Design and data may seem like two unrelated fields, and in some cases they are. The truth of the matter though, is that design is also a powerful tool that can transform how we understand a number of different fields –– and these include data science.
Now that Big Data is growing in reach, industries are setting a high demand for data visualizations that are built on design and interactive elements. Good old visualization tools, like line graphs or pie charts, are no longer sufficient for complex datasets, especially given how important data visualization layouts are to the interpretation and analysis of information.
As the volume and scope of data continue to grow, design will only play a larger role in data presentation and analysis. To illustrate, here’s what you need to know about the importance of design in data visualization.
In several of his books, as well as in training and presentations, Edward Tufte has provided insight into the very creative and diverse ways that people have visualized data over the years. Of course for most of human history, data was presented in “static” form: print, as opposed to web or interactive formats, and that has been Tufte’s primary focus. Yet the core visual elements of print and web content, i.e. the mapping between data and design elements, have much in common.
In “The Visual Display of Quantitative Information,” Tufte cites an incredible image by Charles Joseph Minard, which presents data about Napoleon’s foray into Russia in a very informative way.
As Joanne Cheng has described, “Minard’s graphic is quite clever because of its ability to combine all of the dimensions: loss of life at a time and location; temperature; geography; historical context; all into one single graphic.” Reading Tufte’s book, you can see that data visualization has a long and distinguished history: a single 2-D image can provide deep insight into complex information.
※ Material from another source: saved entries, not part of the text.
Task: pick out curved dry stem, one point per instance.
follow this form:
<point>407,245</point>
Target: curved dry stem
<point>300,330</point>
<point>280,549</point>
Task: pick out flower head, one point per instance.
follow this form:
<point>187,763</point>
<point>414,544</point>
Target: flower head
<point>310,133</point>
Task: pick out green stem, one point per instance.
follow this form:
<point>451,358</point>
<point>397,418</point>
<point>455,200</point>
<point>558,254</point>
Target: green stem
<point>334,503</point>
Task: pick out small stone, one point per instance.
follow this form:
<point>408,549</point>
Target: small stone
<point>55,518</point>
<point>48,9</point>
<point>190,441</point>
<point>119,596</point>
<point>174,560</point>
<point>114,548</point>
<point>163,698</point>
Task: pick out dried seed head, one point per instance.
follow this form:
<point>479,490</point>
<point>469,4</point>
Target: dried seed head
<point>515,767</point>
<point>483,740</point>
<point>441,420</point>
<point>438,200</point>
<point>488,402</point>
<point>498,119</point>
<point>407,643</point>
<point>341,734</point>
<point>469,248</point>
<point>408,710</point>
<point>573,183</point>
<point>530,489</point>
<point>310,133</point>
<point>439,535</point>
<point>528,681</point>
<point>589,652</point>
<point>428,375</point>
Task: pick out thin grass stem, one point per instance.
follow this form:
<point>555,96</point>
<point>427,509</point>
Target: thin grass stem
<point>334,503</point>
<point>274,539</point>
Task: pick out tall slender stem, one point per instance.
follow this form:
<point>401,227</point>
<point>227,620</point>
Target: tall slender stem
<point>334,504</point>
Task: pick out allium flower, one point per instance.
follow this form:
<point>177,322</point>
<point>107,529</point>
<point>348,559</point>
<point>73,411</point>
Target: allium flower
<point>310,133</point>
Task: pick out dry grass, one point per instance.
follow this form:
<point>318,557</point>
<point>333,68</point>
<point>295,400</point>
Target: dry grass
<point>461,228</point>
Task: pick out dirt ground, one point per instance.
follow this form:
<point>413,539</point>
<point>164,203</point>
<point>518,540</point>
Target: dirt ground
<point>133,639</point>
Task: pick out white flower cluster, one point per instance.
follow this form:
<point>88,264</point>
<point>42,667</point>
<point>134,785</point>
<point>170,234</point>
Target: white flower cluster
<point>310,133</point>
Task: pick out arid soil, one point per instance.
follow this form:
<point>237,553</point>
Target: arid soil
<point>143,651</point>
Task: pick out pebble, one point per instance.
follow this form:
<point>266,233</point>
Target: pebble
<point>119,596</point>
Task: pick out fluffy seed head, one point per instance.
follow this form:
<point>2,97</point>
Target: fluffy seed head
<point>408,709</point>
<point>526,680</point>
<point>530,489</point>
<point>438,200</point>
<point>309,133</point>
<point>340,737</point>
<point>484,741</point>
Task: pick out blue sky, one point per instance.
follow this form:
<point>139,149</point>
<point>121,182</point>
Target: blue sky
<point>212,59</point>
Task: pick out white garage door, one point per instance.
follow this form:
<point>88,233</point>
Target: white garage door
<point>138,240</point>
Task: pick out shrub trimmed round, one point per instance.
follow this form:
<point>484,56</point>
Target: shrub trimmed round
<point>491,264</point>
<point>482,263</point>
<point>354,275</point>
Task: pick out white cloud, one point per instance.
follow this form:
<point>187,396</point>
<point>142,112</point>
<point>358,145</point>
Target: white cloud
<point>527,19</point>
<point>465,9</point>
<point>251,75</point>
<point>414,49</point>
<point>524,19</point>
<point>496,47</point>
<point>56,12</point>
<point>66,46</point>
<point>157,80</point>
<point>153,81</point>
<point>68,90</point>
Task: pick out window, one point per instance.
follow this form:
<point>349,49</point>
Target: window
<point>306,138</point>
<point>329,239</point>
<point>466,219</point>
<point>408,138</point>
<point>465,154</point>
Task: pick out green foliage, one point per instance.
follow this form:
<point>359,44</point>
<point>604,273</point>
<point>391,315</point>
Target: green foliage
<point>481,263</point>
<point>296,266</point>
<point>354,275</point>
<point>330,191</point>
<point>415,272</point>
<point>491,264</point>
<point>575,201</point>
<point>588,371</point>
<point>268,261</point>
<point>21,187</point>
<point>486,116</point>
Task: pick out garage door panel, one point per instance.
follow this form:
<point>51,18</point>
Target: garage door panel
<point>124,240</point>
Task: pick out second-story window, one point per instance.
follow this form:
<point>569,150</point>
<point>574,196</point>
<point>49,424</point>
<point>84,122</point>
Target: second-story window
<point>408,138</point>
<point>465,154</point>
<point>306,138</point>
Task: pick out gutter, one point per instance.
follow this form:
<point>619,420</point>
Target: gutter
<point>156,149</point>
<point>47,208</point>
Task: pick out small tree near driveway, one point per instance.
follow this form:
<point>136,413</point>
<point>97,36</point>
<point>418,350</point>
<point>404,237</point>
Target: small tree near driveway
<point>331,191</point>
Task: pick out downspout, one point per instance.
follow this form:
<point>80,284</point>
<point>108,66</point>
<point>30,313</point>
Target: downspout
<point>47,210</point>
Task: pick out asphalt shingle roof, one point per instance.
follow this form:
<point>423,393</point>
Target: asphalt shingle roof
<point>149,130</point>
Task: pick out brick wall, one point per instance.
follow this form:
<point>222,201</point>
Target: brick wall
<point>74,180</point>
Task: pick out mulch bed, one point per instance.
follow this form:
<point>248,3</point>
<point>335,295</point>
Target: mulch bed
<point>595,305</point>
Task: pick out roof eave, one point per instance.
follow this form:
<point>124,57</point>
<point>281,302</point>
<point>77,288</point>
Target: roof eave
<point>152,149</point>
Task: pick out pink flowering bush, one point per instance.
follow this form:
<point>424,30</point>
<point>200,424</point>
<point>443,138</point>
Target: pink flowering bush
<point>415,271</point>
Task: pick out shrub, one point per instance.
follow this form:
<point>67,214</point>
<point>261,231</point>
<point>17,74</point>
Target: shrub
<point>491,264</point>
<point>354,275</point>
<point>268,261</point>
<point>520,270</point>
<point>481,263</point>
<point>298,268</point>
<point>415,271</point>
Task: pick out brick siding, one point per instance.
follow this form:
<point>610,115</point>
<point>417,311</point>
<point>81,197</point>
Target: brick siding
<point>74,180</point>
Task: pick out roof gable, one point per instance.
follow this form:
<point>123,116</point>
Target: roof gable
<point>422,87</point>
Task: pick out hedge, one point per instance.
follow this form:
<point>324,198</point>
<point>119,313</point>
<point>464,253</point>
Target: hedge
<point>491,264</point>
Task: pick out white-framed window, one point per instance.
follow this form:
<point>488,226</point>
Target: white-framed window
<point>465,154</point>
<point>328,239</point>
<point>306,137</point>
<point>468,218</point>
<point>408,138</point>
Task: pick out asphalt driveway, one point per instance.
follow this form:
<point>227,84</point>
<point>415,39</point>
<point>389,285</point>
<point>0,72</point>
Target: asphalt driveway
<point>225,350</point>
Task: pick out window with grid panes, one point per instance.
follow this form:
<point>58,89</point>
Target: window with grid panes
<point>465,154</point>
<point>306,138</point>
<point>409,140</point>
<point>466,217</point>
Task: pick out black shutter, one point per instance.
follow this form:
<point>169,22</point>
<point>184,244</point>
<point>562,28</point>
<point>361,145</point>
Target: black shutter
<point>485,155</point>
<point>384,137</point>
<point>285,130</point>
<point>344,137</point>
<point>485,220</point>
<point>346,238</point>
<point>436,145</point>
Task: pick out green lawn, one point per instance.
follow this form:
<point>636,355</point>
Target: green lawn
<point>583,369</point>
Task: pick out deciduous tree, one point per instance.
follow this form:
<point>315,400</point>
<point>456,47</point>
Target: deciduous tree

As computers first came on the scene, data visualization was initially quite crude in comparison to Tufte’s greatest examples. Yet computer-generated data visualization offered two fantastic new capabilities:
With recent advances in web and database technology, things are coming full circle. It is now possible to visualize data with a high level of design, along with a subtle mapping between source data and its presentation, in a fully automated way.
When computers reached widespread viability, one breakthrough moment was the automated generation of data-generated graphics. Charting tools, such as Microsoft Excel and Adobe Illustrator, have become ubiquitous.
With the advent of the web, as well as the evolution of web standards such as JavaScript and SVG, interactive visualization has become more and more powerful. Frameworks such as d3.js provide the capability of drilling into data by clicking on regions of the image: this allows representation of data sets of nearly any arbitrary size.
Whether data visualization is automated or interactive, targeting print or web, design is a critical component that can make or break the power of the visualization.
To the untrained eye, fonts and colors may seem more like stylistic choices. However, designers know that these details can affect the audience’s perception of published content.
The same is true with regard to visualizing data content. Case in point: design director Howard Coale points out that serif fonts have more “visual noise,” which means that audiences take a longer time to understand numbers presented in this style, as compared to those in sans serif fonts. Coale also states that colors represent unique values in data visualization, in that each color family has a role in audiences’ understanding of the data values.
To create reliable insights, experts frequently need to make sense of thousands or even millions of data points. While conventional visualization tools can present the general patterns in these data, going the extra mile in design can highlight the correlations and stories hidden within the information. By visually organizing the data, the design is able to provide greater clarity about what the information truly represents.
When audiences and industry experts view published data visualizations, they don’t simply see statistics and numbers. Instead, they are able to understand how each data set affects the other, and what it all means in the big picture.
Design facilitates the interpretation and understanding of data. This turns visualization design into a powerful tool for data science professionals who leverage information as part of the process of recommending important actions. And since data analysts assist companies in identifying the latest trends and in making vital decisions, the added efficiency provided by quality visualization is crucial.
An organized data visualization layout improves a dataset’s appearance, but most importantly, it guides individuals to findings and conclusions more quickly. This leads to necessary adjustments being made when they’re most useful to an organization.
As you already know, design is more complex than it looks. If you’re publishing the content of your data visualization, it’s crucial to create a design that’s understandable and effective for the intended audiences.
However, you can also streamline this process and improve your organization’s data visualization through creative automation. To illustrate, Silicon Publishing was able to organize relational data about Royal Caribbean Cruise Lines passengers by leveraging the creative automation process of Adobe InDesign. Automation made it easier to personalize the layout, style, and text of the data within the document.
Aside from automating the design process, it is also important to choose the right visualization types for the datasets at hand. For example: in geospatial content, cartograms often use map distortions to present populations, while choropleths use map shades and patterns to show statistical values. With the right visualization design, it’s easier to accurately present the data to your target audience.
When it comes to data visualization content, design is more than an aesthetic choice. And now that there are more (and larger) datasets to be interpreted across industries, design has become a crucial instrument in the analytical process.